The French public and press could not have been more enthusiastic. Of the premiere on 9 October, 1826, the critic of Le Pilote wrote, “The success, or more accurately, the triumph of Rossini was brilliant. The music of the first two acts is certainly of the celebrated composer, but that of the third does not belong to him; it is of the god of harmony.” The account in La Quotidianne reads, “Nothing was missing from the composer's triumph; not only was every piece greeted by a triple round of applause, but after the performance the public wanted to rejoice in Rossini's presence. For about a half hour, the composer was persistently called on stage; finally the doormen came to announce that he had left the theatre, and then the public decided to do likewise.”

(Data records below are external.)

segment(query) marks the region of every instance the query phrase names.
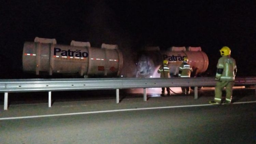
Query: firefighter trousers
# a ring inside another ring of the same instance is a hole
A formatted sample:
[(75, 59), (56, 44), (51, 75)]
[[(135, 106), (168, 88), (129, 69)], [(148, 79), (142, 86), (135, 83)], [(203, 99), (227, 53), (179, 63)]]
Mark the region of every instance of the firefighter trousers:
[(222, 89), (226, 87), (226, 101), (230, 103), (232, 98), (232, 88), (234, 86), (234, 81), (218, 81), (215, 87), (214, 101), (221, 103), (222, 97)]

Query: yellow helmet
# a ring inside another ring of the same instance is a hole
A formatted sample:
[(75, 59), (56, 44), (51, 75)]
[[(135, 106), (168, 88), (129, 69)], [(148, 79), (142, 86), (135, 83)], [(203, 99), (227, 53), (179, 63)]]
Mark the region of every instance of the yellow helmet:
[(188, 61), (188, 59), (187, 57), (184, 57), (183, 59), (183, 61), (186, 61), (187, 62)]
[(231, 53), (231, 50), (227, 46), (224, 46), (219, 50), (222, 56), (228, 56)]

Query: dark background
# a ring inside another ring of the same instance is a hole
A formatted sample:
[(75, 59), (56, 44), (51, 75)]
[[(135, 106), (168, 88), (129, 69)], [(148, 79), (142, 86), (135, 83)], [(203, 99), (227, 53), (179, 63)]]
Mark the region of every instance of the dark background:
[(116, 44), (130, 61), (145, 46), (200, 46), (214, 74), (227, 46), (237, 76), (256, 76), (255, 0), (1, 0), (0, 16), (1, 78), (23, 77), (23, 44), (36, 37)]

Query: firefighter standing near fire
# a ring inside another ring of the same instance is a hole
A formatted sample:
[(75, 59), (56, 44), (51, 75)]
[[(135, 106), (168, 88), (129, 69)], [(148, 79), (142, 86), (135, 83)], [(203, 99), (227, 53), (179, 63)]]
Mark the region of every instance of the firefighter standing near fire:
[[(188, 59), (185, 57), (183, 58), (183, 62), (179, 68), (179, 77), (190, 77), (190, 74), (193, 71), (191, 66), (188, 63)], [(185, 95), (190, 93), (190, 87), (181, 87), (182, 93)]]
[[(160, 73), (160, 77), (168, 78), (170, 76), (170, 69), (167, 65), (168, 61), (167, 60), (164, 60), (163, 61), (163, 64), (160, 66), (160, 67), (157, 71), (157, 72)], [(167, 91), (167, 96), (170, 96), (170, 88), (167, 87), (166, 91)], [(162, 96), (165, 96), (165, 88), (162, 88), (162, 94), (160, 95)]]
[(231, 51), (227, 46), (224, 46), (220, 50), (222, 56), (219, 59), (217, 65), (217, 73), (215, 80), (217, 81), (215, 87), (215, 96), (214, 101), (209, 103), (220, 104), (222, 102), (222, 90), (226, 87), (226, 96), (224, 104), (231, 103), (232, 99), (232, 88), (234, 84), (235, 76), (237, 73), (237, 65), (234, 59), (231, 57)]

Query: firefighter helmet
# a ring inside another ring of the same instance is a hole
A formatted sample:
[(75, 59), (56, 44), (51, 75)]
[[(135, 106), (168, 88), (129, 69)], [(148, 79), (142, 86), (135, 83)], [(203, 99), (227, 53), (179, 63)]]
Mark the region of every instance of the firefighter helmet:
[(227, 46), (224, 46), (219, 50), (222, 56), (228, 56), (231, 53), (231, 50)]
[(188, 59), (187, 58), (187, 57), (184, 57), (183, 59), (183, 61), (186, 61), (187, 62), (188, 61)]

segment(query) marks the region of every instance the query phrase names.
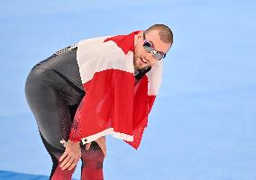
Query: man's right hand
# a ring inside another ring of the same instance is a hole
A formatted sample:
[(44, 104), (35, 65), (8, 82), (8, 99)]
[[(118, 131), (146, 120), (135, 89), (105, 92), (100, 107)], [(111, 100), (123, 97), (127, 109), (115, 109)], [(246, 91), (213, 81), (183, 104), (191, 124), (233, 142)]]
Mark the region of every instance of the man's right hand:
[(59, 158), (61, 170), (65, 170), (69, 167), (68, 170), (71, 170), (76, 166), (78, 162), (79, 161), (81, 158), (81, 148), (79, 141), (78, 142), (73, 142), (69, 140), (67, 142), (66, 149), (63, 155)]

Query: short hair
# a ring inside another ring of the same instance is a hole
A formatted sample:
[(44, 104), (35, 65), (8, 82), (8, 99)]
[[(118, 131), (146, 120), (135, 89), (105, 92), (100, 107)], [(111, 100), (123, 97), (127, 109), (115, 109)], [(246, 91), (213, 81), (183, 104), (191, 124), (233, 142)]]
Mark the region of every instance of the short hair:
[(147, 30), (145, 30), (145, 34), (147, 34), (149, 32), (151, 32), (153, 30), (157, 30), (159, 32), (159, 35), (160, 38), (160, 40), (165, 43), (173, 43), (173, 33), (171, 30), (165, 24), (154, 24), (149, 27)]

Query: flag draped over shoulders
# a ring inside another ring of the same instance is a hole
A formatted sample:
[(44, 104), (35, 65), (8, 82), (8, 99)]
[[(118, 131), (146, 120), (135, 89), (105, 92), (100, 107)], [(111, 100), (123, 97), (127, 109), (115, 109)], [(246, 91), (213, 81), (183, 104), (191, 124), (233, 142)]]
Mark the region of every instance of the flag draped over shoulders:
[(157, 62), (134, 86), (134, 36), (80, 40), (77, 60), (86, 95), (76, 112), (69, 140), (83, 144), (112, 134), (138, 148), (161, 81)]

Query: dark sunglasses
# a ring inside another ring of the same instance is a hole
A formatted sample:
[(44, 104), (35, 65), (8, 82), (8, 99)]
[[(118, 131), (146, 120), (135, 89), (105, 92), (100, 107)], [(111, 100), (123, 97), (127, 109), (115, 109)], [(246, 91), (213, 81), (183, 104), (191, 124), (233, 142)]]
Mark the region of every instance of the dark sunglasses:
[(153, 54), (153, 58), (160, 60), (166, 57), (166, 53), (159, 52), (153, 49), (153, 45), (151, 42), (148, 42), (146, 38), (145, 38), (145, 33), (143, 33), (143, 40), (144, 44), (143, 47), (144, 49), (148, 51)]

Within a few short years, Le siège de Corinthe had made the rounds internationally, including an 1835 New York performance in Italian ( L'assedio di Corinto ). Yet the opera never gained much traction in Italy . For the first several decades of its existence, L'assedio di Corinto was almost always performed in versions that were greatly compromised by musical and dramatic revisions, cuts, interpolations and other alterations. In 1859, Rossini's music was even set to a libretto entitled Nabucco , though not the same Solera text which Verdi had set in 1842.
In the twentieth century, interest in L'assedio di Corinto was connected in large part to the personalities and artistry of individual performing musicians. In 1949 and 1951, productions were mounted in Florence and Rome for Renata Tebaldi. In 1969, as part of the ongoing centenary celebrations of Rossini's death, La Scala mounted a revival headlined by Beverly Sills and Marilyn Horne. For these performances, and for the subsequent EMI recording and Metropolitan Opera production, conductor Thomas Schippers inserted numerous whole arias and ensembles from Maometto II .
In restoring two arias from Maometto II (Pamira's Ah! Che spiegar and Neocle's Non temer d'un basso affetto ), this Baltimore Opera production gleans much of its approach from the Shippers example, while striving for a “performing edition” that is a bit more streamlined in its adherence to the Paris Le siège de Corinth. The music remains a revelation, defying points of musicological contention. The genuine emotion of Rossini's unassailable musical expression remains its own authority.
-Steven White
FOOTNOTE: Just about any garden-variety clash of civilizations would likely be rife with potential for operatic treatment. But the people, cultures and religions at war in Rossini's The Siege of Corinth are as timeless as history and as pertinent as today. In 1453: The Holy War for Constantinople and the Clash of Islam and the West , British author Roger Crowley conveys with vivid detail a spine-tingling account of siege warfare as perfected by Mehmet II—the same Maometto of Rossini's opera.